Der Historiker Efraim Zuroff, Leiter des Jerusalemer Büros des Simon Wiesenthal Centers (SWC), kommentierte die Entscheidung der Senatsverwaltung von Bremen und der Heinrich-Böll-Stiftung im persönlichen Gespräch mit dem Autor sarkastisch als „exzellente Wahl“. Damit werde ein „Wissenschaftler, der die lokale Kollaboration mit den Nazis in Osteuropa herunterspielt“ einen Preis erhalten, „der nach einer Wissenschaftlerin benannt ist, die ihre osteuropäischen Brüder und Schwestern verachtete“, osteuropäische Juden, die „von genau diesen begeisterten lokalen Nazikollaborateuren ermordet wurden“:

What an excellent choice! The scholar who downplayed local collaboration with the Nazis in Eastern Europe will receive a prize named for a scholar who despised her Eastern European brethren who in many cases were murdered by those same zealous local Nazi collaborators. How fitting.[v]

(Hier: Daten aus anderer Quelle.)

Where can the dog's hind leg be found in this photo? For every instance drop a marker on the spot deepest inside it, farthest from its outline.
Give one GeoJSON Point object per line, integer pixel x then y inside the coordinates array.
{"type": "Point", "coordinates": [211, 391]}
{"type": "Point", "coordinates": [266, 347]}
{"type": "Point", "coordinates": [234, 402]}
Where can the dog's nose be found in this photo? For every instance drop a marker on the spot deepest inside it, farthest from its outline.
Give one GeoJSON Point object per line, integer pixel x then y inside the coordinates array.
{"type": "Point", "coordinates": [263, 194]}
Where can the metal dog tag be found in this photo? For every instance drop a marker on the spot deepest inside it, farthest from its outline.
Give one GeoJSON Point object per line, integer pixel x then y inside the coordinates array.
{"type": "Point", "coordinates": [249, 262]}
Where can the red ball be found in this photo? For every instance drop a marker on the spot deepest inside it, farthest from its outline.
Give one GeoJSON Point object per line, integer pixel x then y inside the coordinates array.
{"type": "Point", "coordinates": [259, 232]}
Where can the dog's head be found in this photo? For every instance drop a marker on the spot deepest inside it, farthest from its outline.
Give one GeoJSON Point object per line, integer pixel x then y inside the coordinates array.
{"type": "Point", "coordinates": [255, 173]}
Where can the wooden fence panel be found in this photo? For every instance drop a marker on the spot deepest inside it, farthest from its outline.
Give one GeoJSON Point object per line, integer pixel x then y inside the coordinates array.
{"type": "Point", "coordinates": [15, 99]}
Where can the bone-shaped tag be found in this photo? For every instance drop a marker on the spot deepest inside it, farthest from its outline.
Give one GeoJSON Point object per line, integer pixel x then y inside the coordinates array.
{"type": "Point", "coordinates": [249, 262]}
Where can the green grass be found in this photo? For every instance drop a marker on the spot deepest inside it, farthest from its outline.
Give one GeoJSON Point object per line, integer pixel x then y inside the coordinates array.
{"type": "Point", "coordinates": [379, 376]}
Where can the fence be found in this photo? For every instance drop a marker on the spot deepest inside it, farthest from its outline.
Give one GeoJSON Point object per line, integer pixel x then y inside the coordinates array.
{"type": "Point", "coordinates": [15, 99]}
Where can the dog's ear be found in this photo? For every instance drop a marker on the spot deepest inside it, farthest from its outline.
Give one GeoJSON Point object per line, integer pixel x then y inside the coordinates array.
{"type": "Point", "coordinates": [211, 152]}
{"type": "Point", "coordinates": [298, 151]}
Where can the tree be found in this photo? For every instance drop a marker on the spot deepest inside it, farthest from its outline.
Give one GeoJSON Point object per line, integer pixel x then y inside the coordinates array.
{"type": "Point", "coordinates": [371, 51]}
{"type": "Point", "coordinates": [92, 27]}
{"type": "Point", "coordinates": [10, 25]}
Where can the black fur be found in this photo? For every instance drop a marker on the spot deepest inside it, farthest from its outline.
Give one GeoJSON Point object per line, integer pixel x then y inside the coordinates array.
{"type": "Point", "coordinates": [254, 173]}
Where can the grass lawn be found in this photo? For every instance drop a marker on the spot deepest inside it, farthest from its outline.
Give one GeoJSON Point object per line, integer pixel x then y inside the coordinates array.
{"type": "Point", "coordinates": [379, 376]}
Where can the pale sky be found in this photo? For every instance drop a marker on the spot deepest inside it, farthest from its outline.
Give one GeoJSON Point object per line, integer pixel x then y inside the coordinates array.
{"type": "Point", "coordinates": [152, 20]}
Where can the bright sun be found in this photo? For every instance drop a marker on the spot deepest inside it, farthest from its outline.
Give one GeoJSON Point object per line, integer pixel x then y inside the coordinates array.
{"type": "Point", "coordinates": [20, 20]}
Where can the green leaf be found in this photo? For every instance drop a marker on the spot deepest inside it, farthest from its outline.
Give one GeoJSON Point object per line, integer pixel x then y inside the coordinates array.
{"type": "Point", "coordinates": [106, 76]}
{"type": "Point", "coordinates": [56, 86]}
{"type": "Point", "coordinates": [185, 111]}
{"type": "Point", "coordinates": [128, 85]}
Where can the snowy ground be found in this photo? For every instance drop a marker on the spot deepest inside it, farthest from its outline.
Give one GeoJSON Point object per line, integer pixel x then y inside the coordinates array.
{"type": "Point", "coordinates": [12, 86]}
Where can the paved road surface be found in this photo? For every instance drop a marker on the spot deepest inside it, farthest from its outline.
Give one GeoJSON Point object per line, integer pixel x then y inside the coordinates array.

Der Historiker Thomas Kühne von der Clark University (Massachusetts) stellt Snyder in Beziehung zur extremen Rechten und zur deutschen Geschichtspolitik seit Nolte.[vi] Kühne zeigt, dass Snyder bezüglich der geschichtswissenschaftlichen Forschung nicht up to date ist, wenn er sich primär auf ‚große Männer‘ bezieht:

Notwithstanding decades of research that has shown that major parts of all ranks of the Wehrmacht willingly and voluntarily joined in genocidal warfare, Bloodlands presents the German army as a mere tool n Hitler’s hands, as if the soldiers had no choices.[vii]

Der Leipziger Historiker Dan Diner kritisiert Snyder und stellt heraus, dass unterm Stalinismus jeder zu “dem anderen” gemacht werden konnte, während der Nationalsozialismus die Juden als den Feind bestimmte, rassisch gedacht.[viii] Dieser Unterschied ist einer ums Ganze.

Der Historiker Dan Michman von der israelischen Holocaustgedenkstätte Yad Vashem kritisiert Snyder ähnlich scharf.[ix] Der Historiker Kenneth Waltzer von der Michigan State University meint, dass Snyder den nationalsozialistischen Antisemitismus herunterspielt und damit den Kern der deutschen Volksgemeinschaft verfehlt.[x]

Timothy Snyders Infamität und Abwehr der Präzedenzlosigkeit des Holocaust geht soweit, dass er der westlichen Welt gleichsam vorwirft, nur deshalb Auschwitz und die Shoah zu erinnern, weil in Auschwitz die ‚bourgeoisen‘ Juden ermordet worden seien, die kapitalistischen und nicht die armen osteuropäischen:

The metonym of anonymity is of course Auschwitz, which Adorno once thought should prevent us from writing and presumably from citing poetry, and Diner faults me for underestimating. The gas chambers of Auschwitz-Birkenau become widely known precisely because, unlike most important German killing sites, they were associated with a labour camp which Jews and others survived. Auschwitz is where Jews from (in Cold War terms) Western countries were killed, and thus Auschwitz was preserved as a memory during the Cold War. It helped that victims of Auschwitz were more likely to be bourgeois and thus suitable targets of comfortable identification, much more so, say, than Yiddish-speaking Jewish workers from Poland or Russian speaking Soviet Jews. But Auschwitz is in numerical terms only a fraction of the horror: five sixths of the Holocaust happened elsewhere, and, crucially, earlier.[xi]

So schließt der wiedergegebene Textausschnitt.